Der Igel als Bauchmensch

Gut gefrühstückt? Schön, gratuliere! Ich? Naja. Dienstagmorgens eine Semmel vom Samstag, das ist nicht gerade das, was landläufig als Schlemmer-Frühstück gilt. Aber es war auch heute wieder
unausweichlich.

Zum Bäcker geht der Papa.  Samstags ist das ein Gesetz, nicht nur in meiner Familie, sondern in unserem ganzen Stadtviertel. Kaum verlasse ich müde und unrasiert das Haus, meist mit meiner Tochter an der Hand, sehe ich andere Väter, müde und unrasiert, ihre Häuser verlassen und mit ihren Kindern Richtung Bäcker ziehen. Alle Männer tun so, als handle es sich um einen Liebesbeweis gegenüber der Ehefrau, die Semmeln zu besorgen. In Wirklichkeit genießen wir alle diesen ersten – und für manche Männer einzigen – Moment der Freiheit an diesem Tag.
Die Morgensonne strahlt. So klare Luft. Man steht am Zeitungskasten und liest die Überschriften. Wochenende. Einfach schön.

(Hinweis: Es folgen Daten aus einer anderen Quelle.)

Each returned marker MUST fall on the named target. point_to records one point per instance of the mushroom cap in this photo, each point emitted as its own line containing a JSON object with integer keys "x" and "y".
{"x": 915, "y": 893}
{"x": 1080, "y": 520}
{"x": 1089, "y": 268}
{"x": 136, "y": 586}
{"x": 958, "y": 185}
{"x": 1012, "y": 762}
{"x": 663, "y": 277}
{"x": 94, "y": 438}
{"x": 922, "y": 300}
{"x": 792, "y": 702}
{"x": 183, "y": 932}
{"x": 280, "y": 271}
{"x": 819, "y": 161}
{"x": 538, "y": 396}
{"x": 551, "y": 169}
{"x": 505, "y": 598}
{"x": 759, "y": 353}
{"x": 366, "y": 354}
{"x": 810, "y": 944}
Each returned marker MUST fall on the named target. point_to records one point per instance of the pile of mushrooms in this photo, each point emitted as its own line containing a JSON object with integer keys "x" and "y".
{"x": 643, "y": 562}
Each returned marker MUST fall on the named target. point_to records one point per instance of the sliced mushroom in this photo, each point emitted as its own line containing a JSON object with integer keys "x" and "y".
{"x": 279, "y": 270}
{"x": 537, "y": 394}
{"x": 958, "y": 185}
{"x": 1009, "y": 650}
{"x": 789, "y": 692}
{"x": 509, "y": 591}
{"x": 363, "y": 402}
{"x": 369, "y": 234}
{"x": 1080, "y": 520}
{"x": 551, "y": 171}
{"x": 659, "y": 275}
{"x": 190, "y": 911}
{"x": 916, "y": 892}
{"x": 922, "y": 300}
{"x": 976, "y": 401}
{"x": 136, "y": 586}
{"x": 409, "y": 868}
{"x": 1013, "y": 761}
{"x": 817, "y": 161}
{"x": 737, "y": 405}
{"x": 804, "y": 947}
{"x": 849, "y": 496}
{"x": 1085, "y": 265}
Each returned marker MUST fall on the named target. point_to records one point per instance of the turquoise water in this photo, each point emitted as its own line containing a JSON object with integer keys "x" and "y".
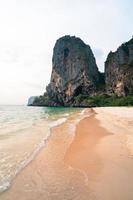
{"x": 23, "y": 132}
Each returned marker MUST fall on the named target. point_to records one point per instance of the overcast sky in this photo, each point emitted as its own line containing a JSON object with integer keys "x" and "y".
{"x": 30, "y": 28}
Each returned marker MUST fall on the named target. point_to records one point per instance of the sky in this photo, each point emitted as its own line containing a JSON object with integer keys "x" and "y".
{"x": 30, "y": 28}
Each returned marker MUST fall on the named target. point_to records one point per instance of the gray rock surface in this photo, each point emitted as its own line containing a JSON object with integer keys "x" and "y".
{"x": 74, "y": 70}
{"x": 119, "y": 70}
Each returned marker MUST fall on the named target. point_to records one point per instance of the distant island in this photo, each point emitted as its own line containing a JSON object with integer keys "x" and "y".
{"x": 77, "y": 82}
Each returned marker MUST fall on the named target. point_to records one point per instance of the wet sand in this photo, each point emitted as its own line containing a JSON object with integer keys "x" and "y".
{"x": 95, "y": 164}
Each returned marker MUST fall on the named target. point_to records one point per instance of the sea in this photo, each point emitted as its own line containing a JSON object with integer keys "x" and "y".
{"x": 23, "y": 132}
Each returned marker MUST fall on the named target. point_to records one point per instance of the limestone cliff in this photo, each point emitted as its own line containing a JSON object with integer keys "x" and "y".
{"x": 74, "y": 71}
{"x": 76, "y": 81}
{"x": 119, "y": 70}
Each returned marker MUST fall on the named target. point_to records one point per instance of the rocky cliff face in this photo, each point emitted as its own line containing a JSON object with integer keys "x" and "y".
{"x": 74, "y": 71}
{"x": 119, "y": 70}
{"x": 75, "y": 79}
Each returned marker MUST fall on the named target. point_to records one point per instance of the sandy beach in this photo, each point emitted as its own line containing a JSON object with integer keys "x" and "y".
{"x": 89, "y": 157}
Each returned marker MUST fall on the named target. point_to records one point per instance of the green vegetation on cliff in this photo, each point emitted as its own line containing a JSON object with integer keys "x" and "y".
{"x": 90, "y": 101}
{"x": 104, "y": 100}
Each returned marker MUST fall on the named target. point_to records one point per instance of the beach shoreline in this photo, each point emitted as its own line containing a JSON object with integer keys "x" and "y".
{"x": 87, "y": 157}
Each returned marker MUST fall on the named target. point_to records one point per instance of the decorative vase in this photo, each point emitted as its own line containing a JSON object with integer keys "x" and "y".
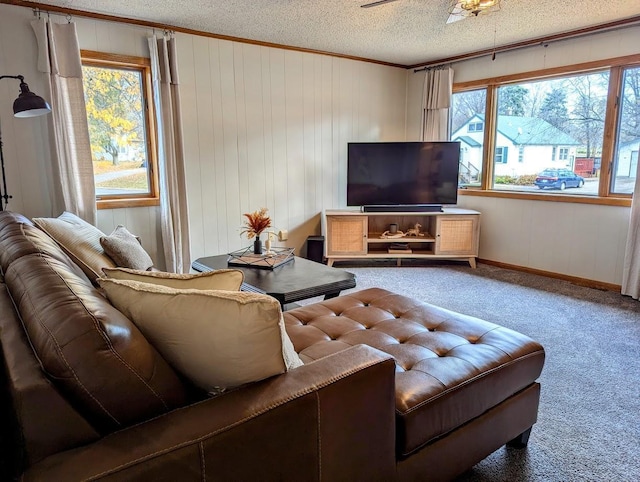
{"x": 257, "y": 246}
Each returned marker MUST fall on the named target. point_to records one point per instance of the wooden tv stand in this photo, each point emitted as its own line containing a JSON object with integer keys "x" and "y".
{"x": 450, "y": 234}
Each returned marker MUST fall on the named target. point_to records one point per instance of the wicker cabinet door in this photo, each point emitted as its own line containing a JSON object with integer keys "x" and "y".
{"x": 457, "y": 235}
{"x": 347, "y": 235}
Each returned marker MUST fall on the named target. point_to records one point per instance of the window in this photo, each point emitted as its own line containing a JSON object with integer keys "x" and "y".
{"x": 501, "y": 155}
{"x": 625, "y": 164}
{"x": 566, "y": 111}
{"x": 564, "y": 154}
{"x": 467, "y": 126}
{"x": 583, "y": 121}
{"x": 117, "y": 90}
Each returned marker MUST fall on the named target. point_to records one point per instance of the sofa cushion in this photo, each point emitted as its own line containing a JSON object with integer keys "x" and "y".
{"x": 222, "y": 279}
{"x": 80, "y": 240}
{"x": 125, "y": 249}
{"x": 218, "y": 339}
{"x": 450, "y": 367}
{"x": 89, "y": 350}
{"x": 20, "y": 237}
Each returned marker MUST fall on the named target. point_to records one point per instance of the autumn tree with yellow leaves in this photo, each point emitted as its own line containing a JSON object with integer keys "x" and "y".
{"x": 114, "y": 110}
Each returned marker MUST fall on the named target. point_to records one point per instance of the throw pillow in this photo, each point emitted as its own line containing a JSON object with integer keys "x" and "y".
{"x": 125, "y": 249}
{"x": 80, "y": 240}
{"x": 217, "y": 339}
{"x": 222, "y": 279}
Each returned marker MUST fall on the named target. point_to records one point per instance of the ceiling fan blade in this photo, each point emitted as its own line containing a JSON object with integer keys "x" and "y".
{"x": 375, "y": 4}
{"x": 455, "y": 18}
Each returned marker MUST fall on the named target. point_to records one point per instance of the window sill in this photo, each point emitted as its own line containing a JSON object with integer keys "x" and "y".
{"x": 567, "y": 198}
{"x": 126, "y": 203}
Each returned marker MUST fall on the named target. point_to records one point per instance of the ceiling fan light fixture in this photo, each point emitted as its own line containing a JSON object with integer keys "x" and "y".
{"x": 471, "y": 8}
{"x": 476, "y": 6}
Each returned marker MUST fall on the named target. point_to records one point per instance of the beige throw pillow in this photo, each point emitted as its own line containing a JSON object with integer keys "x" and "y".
{"x": 222, "y": 279}
{"x": 125, "y": 249}
{"x": 80, "y": 240}
{"x": 217, "y": 339}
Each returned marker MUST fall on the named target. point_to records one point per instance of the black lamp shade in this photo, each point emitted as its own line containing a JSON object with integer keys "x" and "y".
{"x": 29, "y": 104}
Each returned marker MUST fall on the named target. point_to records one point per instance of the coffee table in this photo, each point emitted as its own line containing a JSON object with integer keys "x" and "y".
{"x": 290, "y": 282}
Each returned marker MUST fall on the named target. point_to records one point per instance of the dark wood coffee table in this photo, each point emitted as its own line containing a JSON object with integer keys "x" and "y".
{"x": 290, "y": 282}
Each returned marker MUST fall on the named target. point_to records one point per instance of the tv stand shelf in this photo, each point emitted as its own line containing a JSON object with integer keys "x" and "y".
{"x": 452, "y": 233}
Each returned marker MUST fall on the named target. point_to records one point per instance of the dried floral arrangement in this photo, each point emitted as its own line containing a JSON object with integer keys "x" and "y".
{"x": 256, "y": 222}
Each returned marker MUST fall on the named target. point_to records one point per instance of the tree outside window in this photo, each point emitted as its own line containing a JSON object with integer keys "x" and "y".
{"x": 625, "y": 165}
{"x": 121, "y": 144}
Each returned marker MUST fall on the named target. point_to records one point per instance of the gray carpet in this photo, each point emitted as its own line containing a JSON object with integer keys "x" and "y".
{"x": 589, "y": 419}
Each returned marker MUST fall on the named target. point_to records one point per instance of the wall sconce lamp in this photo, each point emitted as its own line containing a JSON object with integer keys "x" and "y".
{"x": 27, "y": 104}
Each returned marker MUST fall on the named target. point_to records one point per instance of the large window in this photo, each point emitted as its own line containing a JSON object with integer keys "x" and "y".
{"x": 575, "y": 133}
{"x": 555, "y": 124}
{"x": 122, "y": 142}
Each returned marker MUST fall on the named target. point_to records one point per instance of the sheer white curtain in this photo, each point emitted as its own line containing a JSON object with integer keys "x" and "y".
{"x": 173, "y": 193}
{"x": 631, "y": 271}
{"x": 73, "y": 187}
{"x": 436, "y": 100}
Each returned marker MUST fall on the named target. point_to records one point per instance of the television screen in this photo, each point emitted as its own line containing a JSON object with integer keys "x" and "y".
{"x": 402, "y": 173}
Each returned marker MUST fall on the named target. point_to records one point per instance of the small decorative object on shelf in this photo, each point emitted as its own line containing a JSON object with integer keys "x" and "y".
{"x": 389, "y": 234}
{"x": 415, "y": 231}
{"x": 256, "y": 222}
{"x": 246, "y": 257}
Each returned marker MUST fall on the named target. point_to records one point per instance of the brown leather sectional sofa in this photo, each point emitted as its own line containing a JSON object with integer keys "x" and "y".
{"x": 391, "y": 389}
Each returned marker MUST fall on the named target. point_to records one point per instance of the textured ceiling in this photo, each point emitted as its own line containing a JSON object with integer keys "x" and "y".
{"x": 405, "y": 32}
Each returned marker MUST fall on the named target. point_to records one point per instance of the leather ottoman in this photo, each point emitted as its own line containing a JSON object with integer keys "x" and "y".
{"x": 450, "y": 368}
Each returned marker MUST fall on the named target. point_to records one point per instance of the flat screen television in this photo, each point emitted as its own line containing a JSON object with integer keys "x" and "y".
{"x": 402, "y": 176}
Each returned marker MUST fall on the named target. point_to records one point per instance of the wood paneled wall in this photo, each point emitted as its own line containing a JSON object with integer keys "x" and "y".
{"x": 263, "y": 127}
{"x": 266, "y": 127}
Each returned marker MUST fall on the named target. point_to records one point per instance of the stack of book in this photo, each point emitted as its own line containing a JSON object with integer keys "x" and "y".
{"x": 399, "y": 248}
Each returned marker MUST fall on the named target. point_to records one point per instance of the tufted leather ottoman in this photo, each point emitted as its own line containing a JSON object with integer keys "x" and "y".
{"x": 450, "y": 368}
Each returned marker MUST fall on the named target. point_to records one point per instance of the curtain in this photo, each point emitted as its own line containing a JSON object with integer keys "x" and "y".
{"x": 174, "y": 216}
{"x": 73, "y": 187}
{"x": 436, "y": 100}
{"x": 631, "y": 270}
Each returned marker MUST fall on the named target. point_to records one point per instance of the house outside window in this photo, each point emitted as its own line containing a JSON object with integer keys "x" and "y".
{"x": 475, "y": 127}
{"x": 117, "y": 96}
{"x": 501, "y": 155}
{"x": 564, "y": 153}
{"x": 543, "y": 115}
{"x": 584, "y": 119}
{"x": 468, "y": 110}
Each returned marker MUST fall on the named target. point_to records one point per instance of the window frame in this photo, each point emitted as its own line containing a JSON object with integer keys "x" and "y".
{"x": 143, "y": 66}
{"x": 605, "y": 196}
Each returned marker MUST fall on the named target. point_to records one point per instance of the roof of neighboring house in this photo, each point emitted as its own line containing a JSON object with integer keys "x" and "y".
{"x": 630, "y": 143}
{"x": 529, "y": 131}
{"x": 468, "y": 140}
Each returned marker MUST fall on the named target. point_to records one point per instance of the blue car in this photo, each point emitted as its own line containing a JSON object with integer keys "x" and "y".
{"x": 558, "y": 179}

Wäre da nicht das Kerngeschäft dieses Morgens. Die Semmeln zu kaufen. Denn je länger die Schlange, desto unsicherer werde ich. Man hatte geplant, drei normale Semmeln, drei Brezn und eine heftige “Käse-Mohn-Semmel” zu kaufen; doch dann hört man die anderen Väter “Nusszöpfe”, ganze “Semmelringe” und “Dinkelsemmeln” bestellen. Hhm. Sollte ich auch auf Vollkorn umsteigen? Uns was gönnen? Warum kauft der soviel? Sollen wir morgen vielleicht mit Freunden frühstücken? Inmitten dieser Überlegungen bin ich dann plötzlich an der Reihe. “Äh ich hätte gern….” und völlig verwirrt kaufe ich viel zu viel. Die Semmeln reichen bis Dienstag. Jede Woche.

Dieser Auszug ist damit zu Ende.